Como es habitual en el cine contemporáneo, el soporte fílmico pone de relieve su materialidad al hacer visibles los defectos de la película. Esto trae a colación el registro fotoquímico como resultado de una interacción del film con el entorno que imprime sus imágenes de una manera variable que depende tanto de lo que hay allí como de la luz y el trabajo con la cámara, y que se prolonga en otros procesos materiales de la realización. Se cuestiona así la concepción del cine que presenta las imágenes y sonidos pero oculta su factura, de un modo análogo a como la percepción de los productos con el aspecto de mercancías en el capitalismo escamotea la consideración del trabajo deshumanizado que los fabrica y la naturaleza que destruye.
Lo que destacaría sobre todo, entonces, de esta película, es cómo su claridad expositiva, aunque parezca artísticamente rezagada por algunos de los recursos que emplea, y oportunista por la escogencia de un personaje de las artes como Rezmorah, es también una manera de poner al descubierto para el espectador o espectadora lo que impulsa y explica el ecologismo y el interés actual del cine contemporáneo por las plantas, así como la pertinencia de las técnicas que ensaya. Ocultar esto sería otra paradoja de la modernidad: el valor artístico como secreto profesional que sustenta el aspecto insólitamente rupturista de las piezas y, por tanto, esconde la lógica de una competitividad estética “vanguardista” que es análoga a la del mercado y que la sustenta.

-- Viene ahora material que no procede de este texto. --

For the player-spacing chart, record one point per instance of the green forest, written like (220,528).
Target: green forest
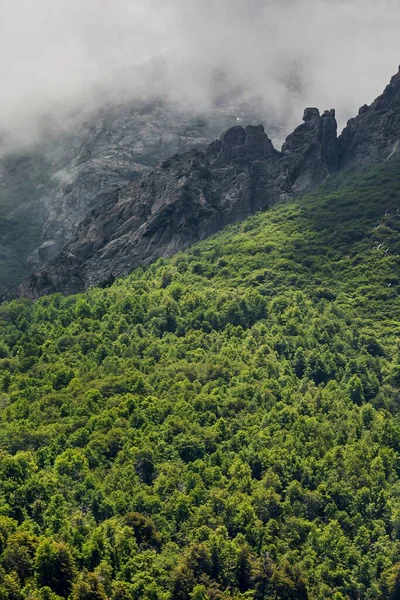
(221,425)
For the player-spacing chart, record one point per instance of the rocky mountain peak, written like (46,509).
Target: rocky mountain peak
(310,153)
(375,133)
(193,195)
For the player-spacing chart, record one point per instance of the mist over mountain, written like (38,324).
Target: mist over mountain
(59,61)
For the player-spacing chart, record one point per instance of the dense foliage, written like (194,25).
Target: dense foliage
(223,425)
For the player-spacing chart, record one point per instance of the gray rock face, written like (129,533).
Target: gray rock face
(310,153)
(375,132)
(57,183)
(193,195)
(184,200)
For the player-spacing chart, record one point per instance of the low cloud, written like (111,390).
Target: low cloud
(59,57)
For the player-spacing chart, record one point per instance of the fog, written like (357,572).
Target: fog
(61,57)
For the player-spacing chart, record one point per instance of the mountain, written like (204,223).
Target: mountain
(193,195)
(222,424)
(46,191)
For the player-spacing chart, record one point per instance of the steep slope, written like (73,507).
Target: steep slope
(74,169)
(375,132)
(195,195)
(223,424)
(188,198)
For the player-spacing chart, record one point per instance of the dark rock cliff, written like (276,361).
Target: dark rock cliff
(195,194)
(188,198)
(375,132)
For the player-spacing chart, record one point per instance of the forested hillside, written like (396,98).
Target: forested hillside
(222,425)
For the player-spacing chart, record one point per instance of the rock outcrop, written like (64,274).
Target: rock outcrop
(310,153)
(186,199)
(193,195)
(375,133)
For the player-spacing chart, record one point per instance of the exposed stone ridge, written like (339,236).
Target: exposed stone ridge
(375,133)
(186,199)
(194,195)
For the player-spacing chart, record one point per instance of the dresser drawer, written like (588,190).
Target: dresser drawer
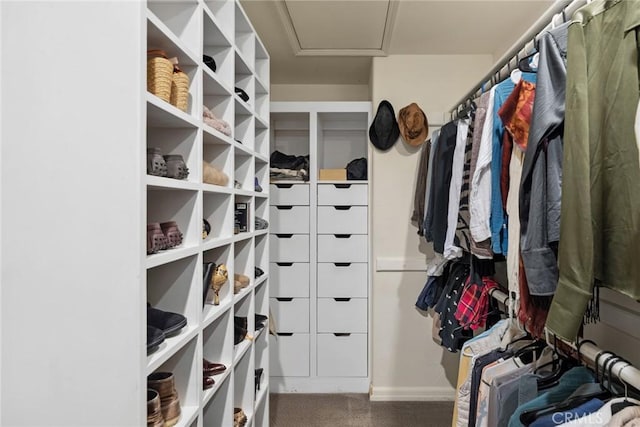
(289,247)
(289,194)
(342,194)
(342,355)
(342,248)
(289,355)
(289,219)
(290,314)
(341,280)
(342,315)
(289,279)
(341,220)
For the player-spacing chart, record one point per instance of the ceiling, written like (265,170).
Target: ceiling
(333,42)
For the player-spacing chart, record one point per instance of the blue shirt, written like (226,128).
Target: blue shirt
(498,222)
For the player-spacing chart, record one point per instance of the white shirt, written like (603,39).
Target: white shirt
(451,251)
(480,196)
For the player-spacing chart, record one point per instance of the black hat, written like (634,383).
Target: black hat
(384,131)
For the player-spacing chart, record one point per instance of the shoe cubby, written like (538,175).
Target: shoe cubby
(217,45)
(224,12)
(342,137)
(219,411)
(159,36)
(217,153)
(217,209)
(244,169)
(166,205)
(245,38)
(182,18)
(244,385)
(219,255)
(184,365)
(262,175)
(261,139)
(171,141)
(262,255)
(218,348)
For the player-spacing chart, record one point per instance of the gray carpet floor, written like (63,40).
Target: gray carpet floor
(354,410)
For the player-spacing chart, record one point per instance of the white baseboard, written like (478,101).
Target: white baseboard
(428,394)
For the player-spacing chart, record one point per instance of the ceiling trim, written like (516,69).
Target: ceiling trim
(287,24)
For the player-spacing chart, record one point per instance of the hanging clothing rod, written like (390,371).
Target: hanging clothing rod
(521,48)
(589,352)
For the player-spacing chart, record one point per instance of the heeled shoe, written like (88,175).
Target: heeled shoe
(208,269)
(220,277)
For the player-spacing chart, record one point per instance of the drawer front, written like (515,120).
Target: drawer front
(289,355)
(289,279)
(342,355)
(289,247)
(343,315)
(342,248)
(290,314)
(342,220)
(341,280)
(342,194)
(289,219)
(289,194)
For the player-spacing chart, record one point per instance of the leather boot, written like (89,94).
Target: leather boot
(164,384)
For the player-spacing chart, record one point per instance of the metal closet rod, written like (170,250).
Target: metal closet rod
(607,363)
(521,48)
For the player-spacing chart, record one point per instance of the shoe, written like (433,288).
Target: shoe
(239,417)
(172,233)
(156,240)
(164,384)
(155,337)
(156,164)
(169,323)
(210,368)
(220,277)
(176,167)
(154,414)
(208,268)
(242,94)
(206,228)
(258,378)
(260,320)
(261,224)
(240,329)
(240,281)
(207,382)
(209,62)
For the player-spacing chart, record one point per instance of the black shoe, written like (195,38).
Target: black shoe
(167,322)
(257,272)
(155,337)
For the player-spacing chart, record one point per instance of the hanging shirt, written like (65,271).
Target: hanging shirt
(600,212)
(498,219)
(481,249)
(480,197)
(451,250)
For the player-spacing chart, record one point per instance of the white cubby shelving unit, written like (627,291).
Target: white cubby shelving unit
(84,284)
(320,260)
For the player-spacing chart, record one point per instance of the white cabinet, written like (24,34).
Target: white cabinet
(320,279)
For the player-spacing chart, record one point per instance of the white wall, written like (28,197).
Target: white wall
(320,92)
(406,362)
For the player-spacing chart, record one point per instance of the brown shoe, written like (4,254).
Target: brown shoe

Ahora bien, esto conlleva una pregunta acerca de la performance de Rezmorah en el cortometraje. El bañador de plantas y el sobretodo con el que juega a ocultarlo como algo clandestino, ¿no son extensión del personaje de artista profesional que debe interpretar para sobrevivir en el mercado? ¿No es la jornada de sobriedad dominical robada aquí por una prolongación de esta vida laboral frente a la cámara? Son aspectos que deberían hacernos recordar que el enfrentamiento con la deshumanización es inevitablemente una lucha contra la forma de vida que se nos impone. Es el único modo de hacer reales las perspectivas de emancipación que se abren aquí, pero que queda fuera de campo o en el fondo lejano del plano, como las grúas que rodean el parque.